Few publications are available regarding the endoscopic features of MEITL. In a report of four cases, innumerable fine mucosal granules and diffuse thickening of the mucosa with semicircular shallow ulcerations were described in the small bowel and nonspecific changes in colon.[6] The endoscopic appearance in our first case differed from the above, with scattered shallow ulcerations with superficial exudates throughout the colon, within a background of rough mucosa with loss of vascular pattern. This pattern likely caused the initial consideration of UC. As for case 2, the in-house endoscopy revealed essentially normal gastric and colonic mucosa, except for erythematous changes in the sigmoid. Combined with the microscopic findings of increased IEL, it is understandable why the initial diagnosis of “lymphocytic colitis and ileitis” was made. Although focal shallow ulcerations may have suggested an alternate diagnosis, erosions or ulcerations can occur in some patients with microscopic colitis who took nonsteroidal anti-inflammatory drugs (NSAIDs).[7]

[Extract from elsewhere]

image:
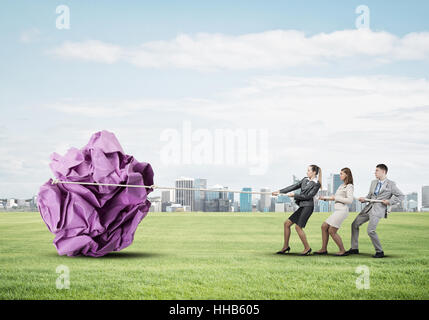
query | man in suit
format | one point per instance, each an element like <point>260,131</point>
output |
<point>381,189</point>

Recognizing IEL is crucial for diagnosing a variety of gastrointestinal disorders such as celiac disease, microscopic colitis, celiac-like drug-induced enteropathy, EATL and MEITL.[8,9] Finding more than 20 intraepithelial lymphocytes per 100 epithelial cells is accepted as the minimum criterion for abnormal IEL.[7] Lymphoma with IELs usually have much greater density than inflammatory disorders. In case 1, IELs involving the crypts were mistakenly seen as “cryptitis.” Combined with the marked crypt architectural abnormalities and loss, and inflammatory infiltration in lamina propria, a diagnosis of UC was erroneously made. In case 2, although IELs were correctly identified, the density of infiltration far exceeding that seen in lymphocytic colitis was not appreciated, not mentioning the evident cytologic atypia. Another pitfall encountered in case 2 was the distinction between MEITL and PTCL not otherwise specified (PTCL-NOS) with cytotoxic phenotype. The most important features distinguishing MEITL from other types of T-cell lymphoma are the monomorphic cell shapes, epitheliotropic pattern, and immunopositivity for CD8 and CD56.

EATL, intestinal NK/T-cell lymphoma, and indolent T-cell lymphoproliferative disease should be considered in differential diagnosis of MEITL. Although no association has been established between MEITL and celiac disease, recent reports have suggested that a variant of celiac disease may precede rare cases of MEITL.[10] EBER is of most help in differentiating NK/T-cell lymphoma from MEITL, as it is positive in the former and negative in the latter. As for indolent T-cell lymphoproliferative disorder (LPD), it exhibits a chronic indolent clinical course. And the infiltrating lymphocytes are mature small lymphocytes negative for CD56 and are nondestructive, with a proliferative index of 5%–10%.[11]

In summary, we described two cases of MEITL that were incorrectly diagnosed initially due to a combination of inexperience in endoscopic and histologic features of the disease, and its overlap with inflammatory disorders in endoscopic and microscopic manifestations. Careful review of endoscopic images and biopsy slides with a high level of suspicion for MEITL is critical when encountering biopsies that show findings similar to UC or microscopic colitis, but with unusually prominent IEL. Repeat biopsy may be necessary in some cases, including biopsies from the duodenum and stomach.